La revolución verde de Barack Obama
Washington.-Hace cuatro años, Barack Obama prometió promover una revolución verde, diciendo que el gobierno daría apoyo a tecnologías de energía alternativa que podrían crear 5 millones de puestos de trabajo y liberar a Estados Unidos de su dependencia de tiranos petroleros de otros países.
Hoy, la industria energética es uno de los principales motores del crecimiento del empleo y Estados Unidos está más cerca que nunca en casi veinte años de satisfacer sus propias necesidades.
Sin embargo, la transformación -impulsada por un aumento en la producción de petróleo y gas natural- no es fundamentalmente verde y tiene poca relación con los planes del Presidente.

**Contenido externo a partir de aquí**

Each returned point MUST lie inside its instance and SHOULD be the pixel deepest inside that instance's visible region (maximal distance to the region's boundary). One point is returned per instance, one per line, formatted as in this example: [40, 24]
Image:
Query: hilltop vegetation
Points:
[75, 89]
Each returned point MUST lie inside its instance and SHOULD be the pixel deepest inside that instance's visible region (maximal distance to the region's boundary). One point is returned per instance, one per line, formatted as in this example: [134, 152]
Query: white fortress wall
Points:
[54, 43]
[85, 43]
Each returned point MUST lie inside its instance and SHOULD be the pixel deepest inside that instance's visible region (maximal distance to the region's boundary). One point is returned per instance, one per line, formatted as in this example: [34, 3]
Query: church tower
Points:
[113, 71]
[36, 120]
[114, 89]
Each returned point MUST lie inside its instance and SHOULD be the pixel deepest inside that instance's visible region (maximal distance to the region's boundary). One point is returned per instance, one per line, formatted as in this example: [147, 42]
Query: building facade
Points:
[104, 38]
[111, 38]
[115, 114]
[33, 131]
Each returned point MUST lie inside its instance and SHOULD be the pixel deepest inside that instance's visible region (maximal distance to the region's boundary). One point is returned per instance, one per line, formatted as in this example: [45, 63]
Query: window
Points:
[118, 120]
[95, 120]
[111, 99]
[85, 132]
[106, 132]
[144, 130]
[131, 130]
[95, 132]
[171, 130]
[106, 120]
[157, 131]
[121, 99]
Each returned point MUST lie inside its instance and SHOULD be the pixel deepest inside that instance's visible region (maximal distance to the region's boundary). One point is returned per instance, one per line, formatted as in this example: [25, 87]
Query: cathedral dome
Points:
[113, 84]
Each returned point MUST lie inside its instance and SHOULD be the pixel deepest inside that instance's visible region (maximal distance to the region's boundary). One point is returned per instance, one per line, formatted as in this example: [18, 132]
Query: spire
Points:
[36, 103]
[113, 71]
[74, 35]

Nos estamos acercando a la independencia energética por accidente, dijo Philip Verleger, que dirigió la oficina de política energética del Tesoro estadounidense durante el gobierno del presidente Jimmy Carter y actualmente es asesor de esta industria.
La política energética no tuvo nada que ver en esto.
El auge del petróleo y el gas natural plantea una ironía en estas elecciones: un presidente que defiende la energía verde recibe un espaldarazo de los combustibles fósiles.
El gas natural
La producción de petróleo y gas natural está en aumento en gran medida por el fracturamiento hidráulico, que ha dado acceso a yacimientos ubicados en formaciones de rocas de esquisto que antes eran demasiado costosas de explotar. La producción de gas natural aumentó de 21,1 billones de pies cúbicos (597,000 millones de metros cúbicos) en 2008 a 24,2 billones.
El aumento hizo caer los precios al nivel más bajo en una década. Aunque los bajos precios podrían frenar su crecimiento, el fracking también contribuyó a producir un renacimiento industrial, favoreciendo a las acerías que proveen elementos para los pozos, a las empresas químicas que usan etano, líquido que se halla con el gas, y otros fabricantes que hacen un uso intensivo de la energía.